Long-Term Outcome of Liver Transplantation in HIV-1-Positive Patients: 15-Year Follow-Up

1Division of Transplantation Surgery F82, Karolinska University Hospital, Huddinge, 14186 Stockholm, Sweden
2Division of Infectious Disease, Karolinska University Hospital, Huddinge, 14186 Stockholm, Sweden
3Department of Gastroenterology and Hepatology, Karolinska University Hospital, Huddinge, 14186 Stockholm, Sweden
4Department of Clinical Pathology/Cytology and CLINTEC, Karolinska University Hospital, Huddinge and Karolinska Institutet, 14186 Stockholm, Sweden

Received 27 October 2013; Accepted 3 December 2013

Academic Editors: D. Caselli, M. Del Gaudio, and T. Yandza

Copyright © 2013 Shinji Yamamoto et al. This is an open access article distributed under the Creative Commons Attribution License, which permits unrestricted use, distribution, and reproduction in any medium, provided the original work is properly cited.

Abstract

Liver transplantation (LT) for patients with human immunodeficiency virus type-1 (HIV-1) infection has been associated with poor outcome.

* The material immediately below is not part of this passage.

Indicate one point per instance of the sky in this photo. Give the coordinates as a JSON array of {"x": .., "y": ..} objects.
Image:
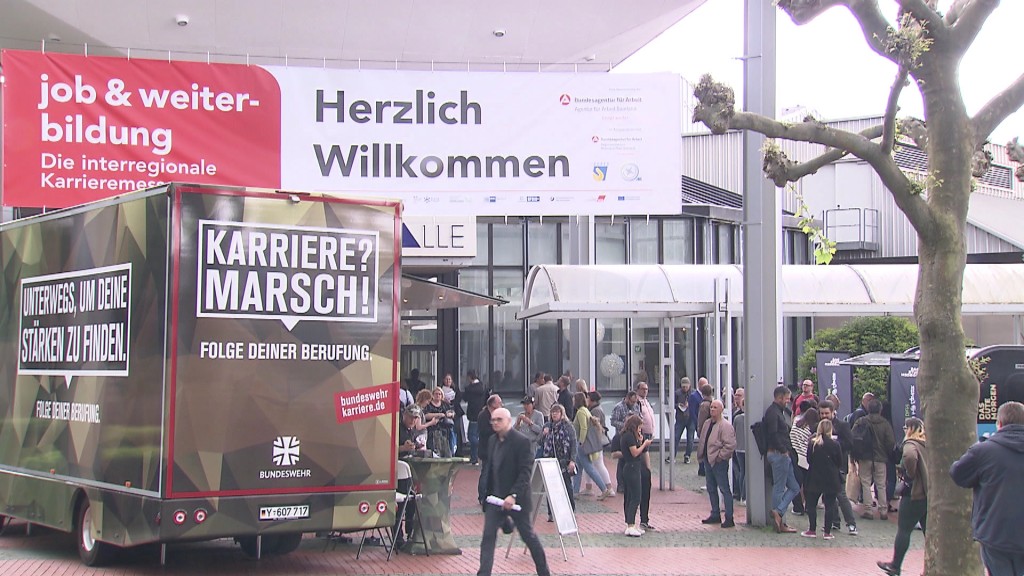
[{"x": 826, "y": 65}]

However, after the introduction of the highly active antiretroviral therapy, short-term patient survival after LT has improved significantly. We examined the long-term outcome of HIV-1-positive patients who underwent LT. Medical records were analysed in nine HIV-1-positive LT patients who underwent LT from August 1998 to May 2012. Eight were known to be HIV-1 positive at the time of listing for LT and had end-stage liver disease (ESLD) due to hepatitis C. One patient had primary biliary cirrhosis, and primary HIV-1 infection was found at the date of LT. Seven of the nine patients remain alive to date. So far, three have survived more than 12 years after LT. The overall patient survival rate for both five and 10 years is 77.8%. Four patients experienced acute rejection and six acquired biopsy-confirmed HCV recurrence. HIV-1 replication was effectively blocked during follow-up in all patients. We conclude that long-term survival of HIV-1-positive patients after LT can be achieved. Our study suggests that LT can offer an effective treatment option in selected HIV-1 infected patients with ESLD.